Surge protectors are relatively simple devices, yet must be properly selected and applied to function. There are a couple of essential things to keep in mind when selecting surge protectors.
First, the operating voltage of the system is important. Surge protectors are voltage-sensitive switches and must not clamp the system’s normal voltage. The surge protector clamp voltage must be higher than the system voltage. For example, a 24-volt DC system voltage usually uses a 30-volt surge protector.
Second, some surge protectors have an input side and an output side. If installed backwards, they will fail prematurely.
The following sections address some issues for surge protectors commonly used to protect Building Control systems.
Grounding is often misunderstood when it comes to the proper installation of surge protectors. This can seriously affect the performance of protection systems and lead to damage electronics. Here is a basic concept for surge protection systems that works!
The protective zone is an imaginary circle drawn around and encompassing electronic equipment items that are located in close proximity to each other. Everything passing through the imaginary circle should be commonly grounded and should have surge protection.
This is a common ground point, or node, used in the Protection Zone to bond all ground references inside the zone together.
The Protection Window
The protection zone window is a hypothetical “small opening” in the zone through which all electrical conductors enter or leave. The window is located at the ground window.

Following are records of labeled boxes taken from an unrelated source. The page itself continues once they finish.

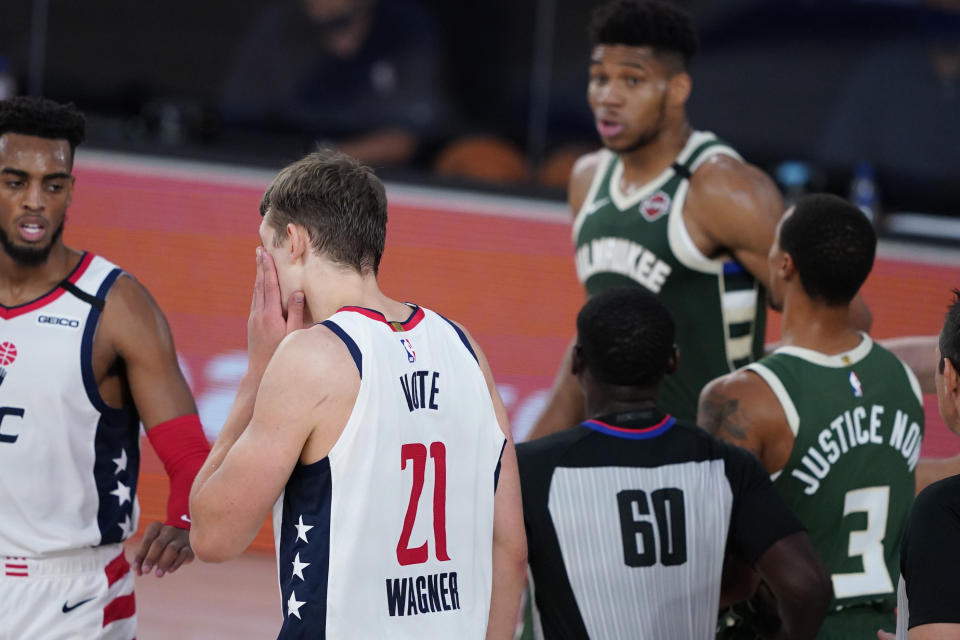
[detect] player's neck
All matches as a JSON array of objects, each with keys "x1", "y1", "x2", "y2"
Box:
[
  {"x1": 0, "y1": 242, "x2": 82, "y2": 306},
  {"x1": 782, "y1": 295, "x2": 863, "y2": 355},
  {"x1": 618, "y1": 119, "x2": 693, "y2": 186},
  {"x1": 586, "y1": 383, "x2": 657, "y2": 418},
  {"x1": 303, "y1": 264, "x2": 410, "y2": 322}
]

Surge currents passing through a ground conductor generate a voltage across the conductor. This is primarily due to the inductance of the wire. Inductance is highly dependent on conductor length. It is, therefore, very important to keep suppressor ground wires to the SPG very short. The figure below illustrates a typical installation of equipment within a small area, such as an equipment room. There are three problems associated with the installation depicted in the figure.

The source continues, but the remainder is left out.